Les lois et les politiques complices
Mais Arnault ne s’est pas non plus fait tout seul. Il a fait Polytechnique aux frais du contribuable. Études quasiment gratuites dont le bonhomme est donc redevable à la France. Mais, soyons juste, on n’apprenait pas les manipulations financières à l’X à l’époque. Arnault a appris tout seul mais il avait l’exemple des Willot et de Tapie qui s’y connaissaient en trucages et montages olé olé. Cela dit, rien n’aurait été possible sans les opportunes lois gouvernementales qui les permettaient sans sanction. Sauf à dépasser les bornes comme les Dalton. La République a donc été bonne fille et la patrie lui a tout permis. On mesure donc le degré d’ingratitude de ce quidam qui veut échapper aux impôts sur la fortune qu’elles lui ont permis d’accumuler. Les lois devraient permettre de retirer sa nationalité à un individu qui se montre apatride en allant chercher une autre nationalité. Le moins serait que de tels gugusses soient condamnés à rembourser les frais de formation et les aides de l’État avant de pouvoir filer à l’anglaise. On pourrait aussi nationaliser ses possessions en France contre des obligations d’État à 2 % sur cinquante ans. Que va faire Hollande Ier ?

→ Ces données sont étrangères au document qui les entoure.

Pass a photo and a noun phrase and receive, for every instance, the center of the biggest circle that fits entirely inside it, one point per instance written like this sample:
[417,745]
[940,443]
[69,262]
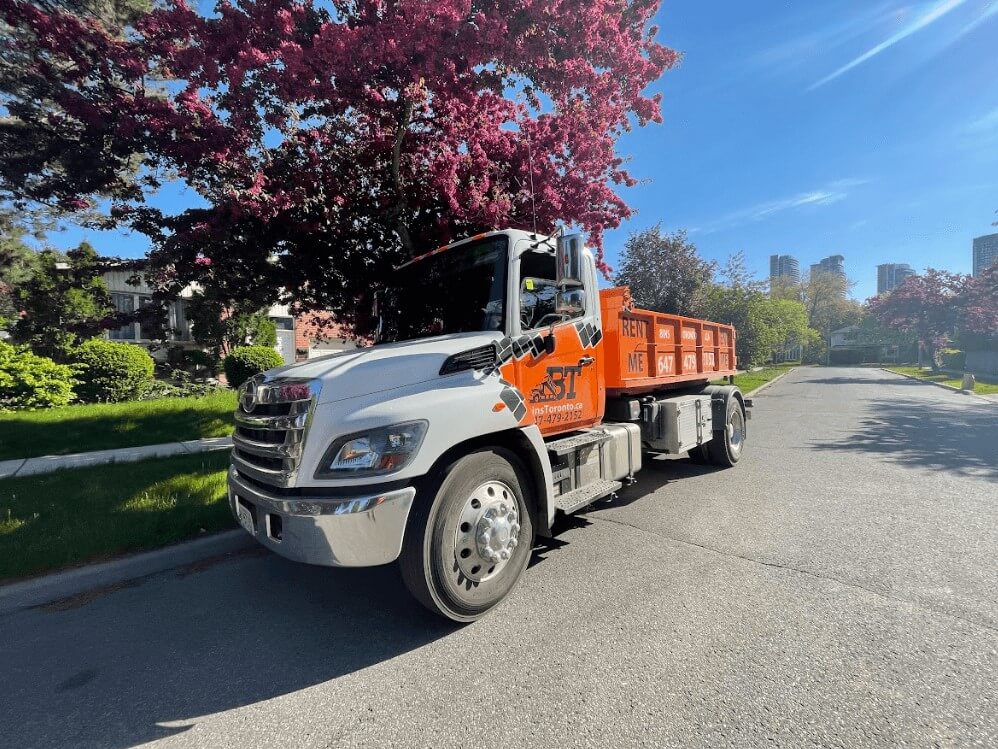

Cette biographie est une illustration exemplaire des collusions entre le politique et les puissances d’argent, du rôle des lois quand elles sont systématiquement édictées en faveur du capital sous couvert de démocratie représentative. Et avec le concours d’avocats d’affaires plus ou moins spécialisés dans « l’optimisation fiscale » à l’instar, peut être, du souverain précédent, à savoir Rodotarinraskoltignac.
Ce que prouve Arnault, c’est que l’impudeur et l’immoralité n’ont plus de limites. On ne pense qu’à soi, tant pis pour les autres et le pays. Le révoltant de l’histoire est que les déplorateurs de la « perte des repères » sont en même temps et surtout de chauds partisans du libéralo-capitalisme mondialisé. Ils gémissent hypocritement sur la perte du sens moral sans voir que c’est une conséquence de leur philosophie. En effet, depuis deux siècles, le libéralisme a encouragé l’individualisme, l’utilitarisme, l’esprit de lucre, etc. Avec la mondialisation, le tout-marché, le tout-finance, cette morale a pu se déchaîner. Dès lors, les dirigeants d’entreprise, les politicards, les journaleux stipendiés, les banquiers ont perdu tout sens de l’honneur, toute vergogne au point d’aller jusqu’à truquer les comptes (Enron, Parmalat, Vivendi), à jouer contre leurs clients (Goldman Sachs qui a vendu des dérivés en spéculant à la baisse contre eux), à se laisser acheter par les lobbys finançant leurs campagnes électorales pour faire voter des lois favorables aux monopoles et aux rentes, à payer de faux chercheurs pour contrer les attaquants de leurs produits nocifs, etc. Mais il ne s’agit pas de comportements individuels : ces derniers n’ont pu se multiplier que par la grâce de la dérégulation financière et commerciale votée par les politicards aux ordres des puissances d’argent. C’est un système prédateur qui a été ainsi mis en place, système qui conduit à un abîme exponentiel entre les 1 % et 0,1 % les plus riches et les 99 autres pour cent (nom d’un mouvement d’indignés aux états-Unis, les 99).
Il faudrait déjà d’urgence, n’est-ce pas M. Hollande, re-règlementer le commerce et la finance. Avant d’arriver à la mise en place d’un tout autre système socio-économique, ce qui suppose la mise en place d’une véritable démocratie.